If we were willing to change handling of ephemerals, we could get even simpler:

-> hash(e)
<- e
-> e

They're all pretty similar, just a 3-step commit/choose/reveal process
to determine the SAS, and some way of binding it to a secret DH

So I guess there's more to think about, but this seems doable to add sometime.

> In Noise terms, the shared secret is a PSK generated from the pairing
> session which is then used to set up subsequent sessions between those two
> devices.
> SSP also has support for incorporating the hash of a password/pin into the
> crypto dance.  Useful if the headset or whatever comes with a pin printed on
> it.

To do that properly you want a "PAKE".  I'm not sure Bluetooth does a
good job there, e.g. [2].  That's another thing we could tackle.

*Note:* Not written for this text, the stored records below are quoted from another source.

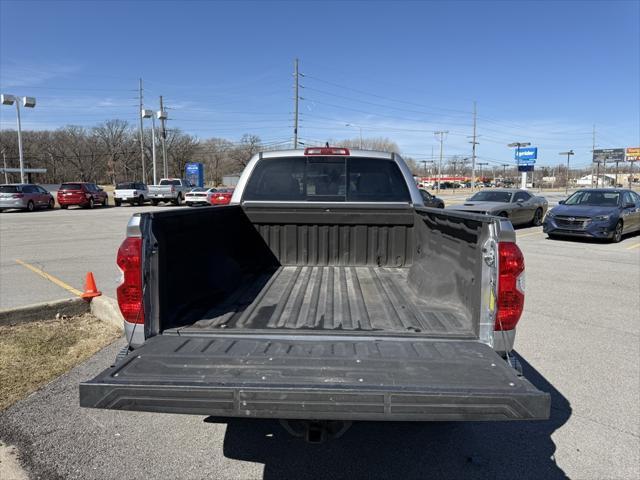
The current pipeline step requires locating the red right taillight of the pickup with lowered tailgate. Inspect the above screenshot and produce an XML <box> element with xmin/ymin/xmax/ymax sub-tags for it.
<box><xmin>495</xmin><ymin>242</ymin><xmax>524</xmax><ymax>330</ymax></box>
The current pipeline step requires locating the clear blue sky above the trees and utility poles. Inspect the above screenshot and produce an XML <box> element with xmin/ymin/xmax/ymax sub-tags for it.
<box><xmin>0</xmin><ymin>0</ymin><xmax>640</xmax><ymax>171</ymax></box>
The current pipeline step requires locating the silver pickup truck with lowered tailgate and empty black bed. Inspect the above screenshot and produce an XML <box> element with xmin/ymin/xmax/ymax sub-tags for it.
<box><xmin>80</xmin><ymin>148</ymin><xmax>550</xmax><ymax>440</ymax></box>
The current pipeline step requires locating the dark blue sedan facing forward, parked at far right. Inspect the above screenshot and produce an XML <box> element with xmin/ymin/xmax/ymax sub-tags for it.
<box><xmin>542</xmin><ymin>188</ymin><xmax>640</xmax><ymax>242</ymax></box>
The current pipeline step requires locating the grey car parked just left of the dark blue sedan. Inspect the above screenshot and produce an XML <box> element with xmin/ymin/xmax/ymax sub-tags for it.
<box><xmin>447</xmin><ymin>189</ymin><xmax>549</xmax><ymax>226</ymax></box>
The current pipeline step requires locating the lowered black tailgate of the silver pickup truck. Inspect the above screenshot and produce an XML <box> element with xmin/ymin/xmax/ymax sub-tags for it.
<box><xmin>80</xmin><ymin>334</ymin><xmax>550</xmax><ymax>421</ymax></box>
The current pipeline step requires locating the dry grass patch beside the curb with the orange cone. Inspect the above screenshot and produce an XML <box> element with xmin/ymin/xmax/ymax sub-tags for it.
<box><xmin>0</xmin><ymin>313</ymin><xmax>121</xmax><ymax>410</ymax></box>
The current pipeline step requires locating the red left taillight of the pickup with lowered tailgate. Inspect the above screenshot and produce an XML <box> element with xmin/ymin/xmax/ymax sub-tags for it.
<box><xmin>116</xmin><ymin>237</ymin><xmax>144</xmax><ymax>323</ymax></box>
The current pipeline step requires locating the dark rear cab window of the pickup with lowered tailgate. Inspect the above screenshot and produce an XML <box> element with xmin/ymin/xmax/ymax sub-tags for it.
<box><xmin>243</xmin><ymin>157</ymin><xmax>411</xmax><ymax>202</ymax></box>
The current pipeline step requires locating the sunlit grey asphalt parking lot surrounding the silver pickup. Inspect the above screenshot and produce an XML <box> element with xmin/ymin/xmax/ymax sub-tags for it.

> A rough analogue in Noise for SSP would be "Noise_NNpsk0+sas" where
> Hash(pin) is the input PSK.

Unless 'pin' has 256 bits entropy, that's a bad PSK - hence the need for PAKE.

>  Then generate a PSK from that session for use
> in setting up subsequent Noise_XXpsk0 or whatever sessions.
> As an aside, maybe generated PSK's can be incorporated as a "genpsk"
> modifier and token:
>     Noise_NNgenpsk+psk0+sas:
>       -> psk, e, commit
>       <- e, ee
>       -> reveal, genpsk
> Where the "genpsk" token is defined as:
>     ck, generated_psk = HKDF(ck, zeroes, 2)
> I know we've discussed before how to generate PSK's from the Split() cipher
> states, but I do sort of see PSK generation as a handshake function rather
> than a transport function.  A token fits better.  IMHO.

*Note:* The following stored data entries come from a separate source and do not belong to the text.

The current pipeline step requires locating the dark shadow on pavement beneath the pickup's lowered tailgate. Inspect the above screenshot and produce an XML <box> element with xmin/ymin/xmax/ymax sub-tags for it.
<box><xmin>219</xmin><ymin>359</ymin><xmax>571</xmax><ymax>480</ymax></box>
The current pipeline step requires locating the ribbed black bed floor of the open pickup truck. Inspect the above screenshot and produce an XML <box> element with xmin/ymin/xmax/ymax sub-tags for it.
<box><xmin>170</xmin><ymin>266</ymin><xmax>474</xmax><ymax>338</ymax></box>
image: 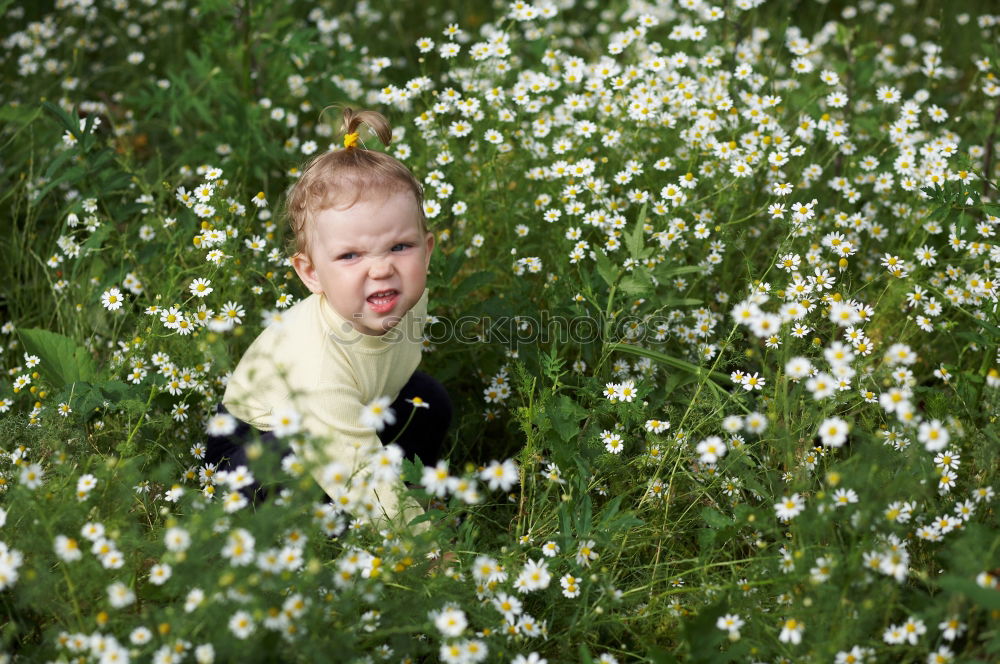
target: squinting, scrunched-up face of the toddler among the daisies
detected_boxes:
[292,191,434,335]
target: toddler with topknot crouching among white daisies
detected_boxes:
[206,108,451,526]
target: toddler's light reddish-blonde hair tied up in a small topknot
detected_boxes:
[285,107,427,253]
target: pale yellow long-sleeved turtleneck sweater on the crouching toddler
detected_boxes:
[223,290,427,530]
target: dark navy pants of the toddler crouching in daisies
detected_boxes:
[205,371,452,502]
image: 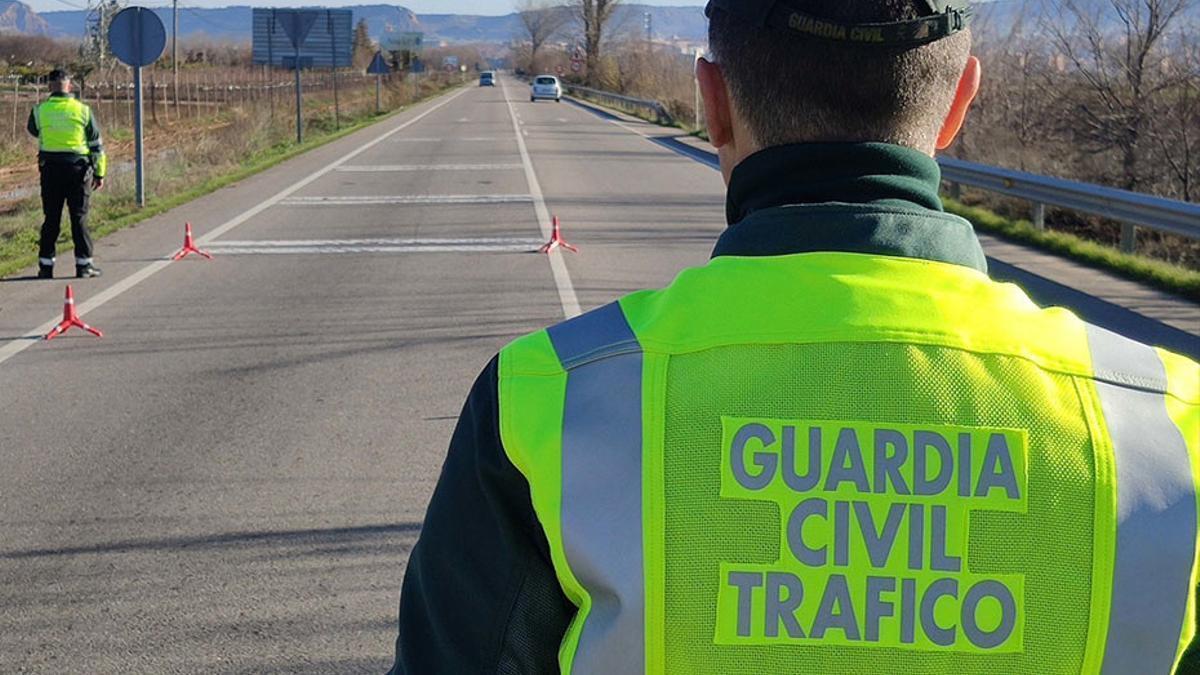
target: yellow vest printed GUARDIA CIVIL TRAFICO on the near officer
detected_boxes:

I was thinking we might get by without a special PSK derivation
process, since we can get PSKs out of Noise a couple other ways:

 (A) If you're using the Noise handshake phase but not the transport
phase (like this Bluetooth case), I'm not sure it makes sense to throw
away the transport keys but add a special derivation process for a
PSK.  Seems easier to repurpose the unused transport key(s).

 (B) One party can just transmit a PSK to the other.  There's some
subtlety in that you might want to "channel-bind" the PSK by hashing
it with the handshake-hash, or using the handshake-hash as prologue
when such a PSK is used for resumption, to prevent PSKs being relayed
between sessions.  But I'm thinking that might be OK, and transmitting
the PSK gives flexibility to send multiple PSKs, and works well with
rekey (since PSKs sent before a rekey will be protected by the rekey).

At least, I was hoping to try (B) in the context of PSK resumption and
see if it's adequate before adding new PSK derivation.